Dolayısıyla durum tam bir açmaz. Buradan çıkış zor görünüyor. Çünkü anlaşma olmadan çıkılırsa, özellikle iş dünyasının felaket olarak nitelendirdiği birçok ciddi sorunun yanısıra Kuzey İrlanda ile İrlanda Cumhuriyeti arasında otomatikman bir sınır oluşacak ki bu da bölgede yeni bir gerilim demek. O nedenle AB liderleri, tedbir maddesini yeniden müzakere etmeyeceklerini kesin bir şekilde ifade ediyor. Dolayısıyla buradan ilerlenilmesi mümkün görünmüyor.
Ancak kabul edilen diğer öneri, yani anlaşmasız çıkmama kararı, bağlayıcı bir karar olmamasına rağmen siyasal açıdan anlamlı ve yeni bir durum yaratıyor. Bu kararın ardından bir ertelemenin gündeme gelmesi ve 29 Mart’ta çıkışın gerçekleşmemesi ciddi bir olasılık.
Avrupa Adalet Divanı da Britanya’nın halen işlerlikte olan Lizbon Antlaşması’nın 50’nci maddesini devreden çıkarma hakkı olduğuna dair bir karar aldı. May hükümeti, bu karara dayanarak ve mevcut tıkanıklığı siyasal gerekçe olarak göstererek süreci durdurabilir ve böylelikle çıkış ertelenebilir. Bu şekilde kazanılacak zaman içinde de AB- Britanya ilişkilerini düzenleyecek Serbest Ticaret Anlaşması’nın (STA) içeriği düzenlenebilir. AB liderleri bu tür bir ertelemenin mümkün olduğunu defalarca ifade etti. Hatta bu ertelemenin de ötesinde, mevcut anlaşmada öngörülen 21 aylık geçiş sürecinin bile bir yıl daha uzatılabileceğini vurguladılar. Dolayısıyla, kısa vadede Temmuz 2019’a kadar bir süre elde edilmesi mümkün. Bu süreçte Avrupa Parlamentosu seçimleri de yapılmış olacak. AB liderleri, bu nedenle de ertelemeye sıcak bakıyor.

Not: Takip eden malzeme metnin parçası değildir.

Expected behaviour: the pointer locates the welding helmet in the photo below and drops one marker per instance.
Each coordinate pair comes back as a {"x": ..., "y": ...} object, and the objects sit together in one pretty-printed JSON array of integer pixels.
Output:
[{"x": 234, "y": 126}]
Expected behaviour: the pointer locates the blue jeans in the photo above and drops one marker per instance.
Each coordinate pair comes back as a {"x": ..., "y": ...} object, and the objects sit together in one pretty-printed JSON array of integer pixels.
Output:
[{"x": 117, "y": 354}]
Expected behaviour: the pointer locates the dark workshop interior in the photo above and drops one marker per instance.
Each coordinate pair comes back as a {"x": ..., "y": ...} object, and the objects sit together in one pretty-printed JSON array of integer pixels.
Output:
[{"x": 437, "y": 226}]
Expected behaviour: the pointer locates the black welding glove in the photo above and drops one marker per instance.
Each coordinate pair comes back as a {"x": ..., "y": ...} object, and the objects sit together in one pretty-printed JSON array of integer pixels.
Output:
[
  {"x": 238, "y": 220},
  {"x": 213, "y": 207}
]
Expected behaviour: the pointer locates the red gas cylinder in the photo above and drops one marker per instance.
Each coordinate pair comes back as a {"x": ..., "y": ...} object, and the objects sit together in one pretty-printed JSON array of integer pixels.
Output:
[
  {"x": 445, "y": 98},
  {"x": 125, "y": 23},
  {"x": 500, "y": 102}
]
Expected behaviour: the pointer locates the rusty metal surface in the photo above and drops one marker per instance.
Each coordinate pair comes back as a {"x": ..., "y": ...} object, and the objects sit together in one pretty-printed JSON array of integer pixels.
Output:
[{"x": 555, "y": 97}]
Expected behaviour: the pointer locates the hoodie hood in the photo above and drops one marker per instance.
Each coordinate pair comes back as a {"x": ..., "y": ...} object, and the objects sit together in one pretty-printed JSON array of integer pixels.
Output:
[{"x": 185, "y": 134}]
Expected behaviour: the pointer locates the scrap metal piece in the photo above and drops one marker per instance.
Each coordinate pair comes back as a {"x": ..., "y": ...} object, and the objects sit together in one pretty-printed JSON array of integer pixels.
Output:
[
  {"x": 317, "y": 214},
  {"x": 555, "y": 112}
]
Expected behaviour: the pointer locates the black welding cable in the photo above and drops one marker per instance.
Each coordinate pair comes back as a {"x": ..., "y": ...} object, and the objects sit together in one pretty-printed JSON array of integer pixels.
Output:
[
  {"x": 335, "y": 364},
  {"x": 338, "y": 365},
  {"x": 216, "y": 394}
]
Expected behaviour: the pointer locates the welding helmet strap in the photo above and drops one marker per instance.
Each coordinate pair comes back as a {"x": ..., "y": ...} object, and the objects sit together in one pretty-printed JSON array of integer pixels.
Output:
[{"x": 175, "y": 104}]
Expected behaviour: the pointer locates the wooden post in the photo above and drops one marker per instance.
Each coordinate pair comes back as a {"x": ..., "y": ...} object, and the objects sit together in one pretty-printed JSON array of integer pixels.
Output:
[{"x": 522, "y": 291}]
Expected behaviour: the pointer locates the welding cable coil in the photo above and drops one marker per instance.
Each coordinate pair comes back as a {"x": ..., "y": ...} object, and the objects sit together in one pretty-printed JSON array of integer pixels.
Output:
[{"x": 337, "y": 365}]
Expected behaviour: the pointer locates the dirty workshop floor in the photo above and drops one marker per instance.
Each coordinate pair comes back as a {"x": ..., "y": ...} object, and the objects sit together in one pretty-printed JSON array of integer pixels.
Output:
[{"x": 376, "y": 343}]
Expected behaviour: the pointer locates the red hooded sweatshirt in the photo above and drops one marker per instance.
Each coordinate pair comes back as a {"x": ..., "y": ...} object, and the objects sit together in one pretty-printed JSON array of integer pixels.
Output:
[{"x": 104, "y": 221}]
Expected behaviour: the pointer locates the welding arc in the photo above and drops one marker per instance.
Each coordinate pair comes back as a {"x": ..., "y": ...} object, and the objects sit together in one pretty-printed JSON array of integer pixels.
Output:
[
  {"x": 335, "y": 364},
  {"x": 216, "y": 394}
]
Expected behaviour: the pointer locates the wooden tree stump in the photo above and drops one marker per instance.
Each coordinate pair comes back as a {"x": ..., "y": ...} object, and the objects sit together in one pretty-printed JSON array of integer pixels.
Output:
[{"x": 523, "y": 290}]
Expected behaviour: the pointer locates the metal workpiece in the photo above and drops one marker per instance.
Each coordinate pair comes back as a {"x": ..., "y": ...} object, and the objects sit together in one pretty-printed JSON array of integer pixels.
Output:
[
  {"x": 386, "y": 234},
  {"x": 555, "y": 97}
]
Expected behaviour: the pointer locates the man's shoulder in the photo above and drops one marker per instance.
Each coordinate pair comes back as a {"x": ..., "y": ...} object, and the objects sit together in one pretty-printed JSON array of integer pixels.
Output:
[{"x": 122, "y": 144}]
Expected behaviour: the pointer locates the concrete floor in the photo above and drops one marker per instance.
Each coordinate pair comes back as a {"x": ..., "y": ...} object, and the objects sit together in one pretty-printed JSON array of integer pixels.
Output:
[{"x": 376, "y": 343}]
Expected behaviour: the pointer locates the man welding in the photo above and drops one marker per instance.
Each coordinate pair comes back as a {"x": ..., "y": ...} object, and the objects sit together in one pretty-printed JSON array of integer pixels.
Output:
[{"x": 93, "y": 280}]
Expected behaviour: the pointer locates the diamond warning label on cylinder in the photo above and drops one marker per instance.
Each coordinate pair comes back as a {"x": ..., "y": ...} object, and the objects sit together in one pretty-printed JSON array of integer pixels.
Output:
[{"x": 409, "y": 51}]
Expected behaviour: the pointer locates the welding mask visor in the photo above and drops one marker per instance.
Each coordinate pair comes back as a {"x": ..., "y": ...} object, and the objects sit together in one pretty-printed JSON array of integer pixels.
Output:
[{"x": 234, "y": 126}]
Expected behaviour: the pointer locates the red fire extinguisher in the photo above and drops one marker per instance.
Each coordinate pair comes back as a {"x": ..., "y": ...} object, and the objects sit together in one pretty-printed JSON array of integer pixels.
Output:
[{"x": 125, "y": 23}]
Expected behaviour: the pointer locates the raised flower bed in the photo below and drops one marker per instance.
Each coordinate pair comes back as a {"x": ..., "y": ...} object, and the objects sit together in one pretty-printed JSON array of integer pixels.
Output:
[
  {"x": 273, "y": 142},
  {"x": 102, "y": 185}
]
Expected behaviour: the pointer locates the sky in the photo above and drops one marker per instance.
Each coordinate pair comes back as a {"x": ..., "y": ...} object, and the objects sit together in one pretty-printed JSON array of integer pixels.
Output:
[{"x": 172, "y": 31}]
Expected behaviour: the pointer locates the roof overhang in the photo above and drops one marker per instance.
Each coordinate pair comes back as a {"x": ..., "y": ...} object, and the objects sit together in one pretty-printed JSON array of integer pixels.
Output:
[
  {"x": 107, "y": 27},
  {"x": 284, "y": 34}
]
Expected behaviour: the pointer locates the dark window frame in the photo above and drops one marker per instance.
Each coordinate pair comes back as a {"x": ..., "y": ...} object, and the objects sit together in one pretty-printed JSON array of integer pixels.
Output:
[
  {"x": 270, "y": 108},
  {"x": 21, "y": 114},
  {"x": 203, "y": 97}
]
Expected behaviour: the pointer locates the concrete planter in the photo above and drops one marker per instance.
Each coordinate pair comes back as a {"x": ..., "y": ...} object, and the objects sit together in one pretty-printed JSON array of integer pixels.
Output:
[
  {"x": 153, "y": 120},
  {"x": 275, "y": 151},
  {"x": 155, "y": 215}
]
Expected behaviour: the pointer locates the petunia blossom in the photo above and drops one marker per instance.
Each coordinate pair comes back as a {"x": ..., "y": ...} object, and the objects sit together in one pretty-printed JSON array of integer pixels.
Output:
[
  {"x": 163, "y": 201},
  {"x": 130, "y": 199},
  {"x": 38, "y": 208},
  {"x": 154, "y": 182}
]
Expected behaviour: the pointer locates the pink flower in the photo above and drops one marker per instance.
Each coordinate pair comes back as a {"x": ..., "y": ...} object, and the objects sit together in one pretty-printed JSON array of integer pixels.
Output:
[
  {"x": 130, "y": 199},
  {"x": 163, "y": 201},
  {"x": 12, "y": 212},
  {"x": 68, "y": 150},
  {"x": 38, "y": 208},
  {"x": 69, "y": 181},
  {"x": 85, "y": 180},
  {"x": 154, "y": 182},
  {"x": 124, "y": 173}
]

Bu noktada AB ile Birleşik Krallık arasındaki ilişkilere dair temel ilkelerin ortaya konduğu Siyasal Bildirge’de yapılacak bir takım küçük düzenlemelerle yukarıda sözü geçen tıkanıklığın aşılmasının mümkün olabilir mi? Birkaç gündür Avrupa basınında yer alan görüşlere bakılırsa olabilir. Şöyle ki Siyasal Bildirge’de ortaya konan ilkeler, Birleşik Krallık için, AB ile Ukrayna arasındaki STA’ya benzer bir ilişki modeli ortaya koyuyor. Bu model üzerinde kimi değişiklikler yapılarak, Norveç modeline kayan bir başka model oluşturmak mümkün görünüyor; yani bu tür küçük değişikliklerin önünde bir engel olmadığı iddia ediliyor.
Mevcut, yani Ukrayna modeline yakın model, kişilerin serbest dolaşımını içermiyor; ancak, malların tam, hizmetlerin kısmi serbestlikle dolaşabileceği, Britanya’nın Ortak Pazar‘a erişiminin AB kurallarını kabul etmesine bağlı olduğu bir Ortaklık Modeliöngörüyor. Gümrük Birliği sona eriyor ve ortak ticaret politikasına katılmadığı için, Britanya üçüncü ülkelerle serbestçe STA’lar yapabiliyor. Ancak Kuzey İrlanda’nın İrlanda ile arasındaki (bugün olmayan) sınır, AB ile Britanya arasındaki sınır haline geliyor. AB, bu durumu tedbir düzenlemesiyle aşmayı amaçlıyor.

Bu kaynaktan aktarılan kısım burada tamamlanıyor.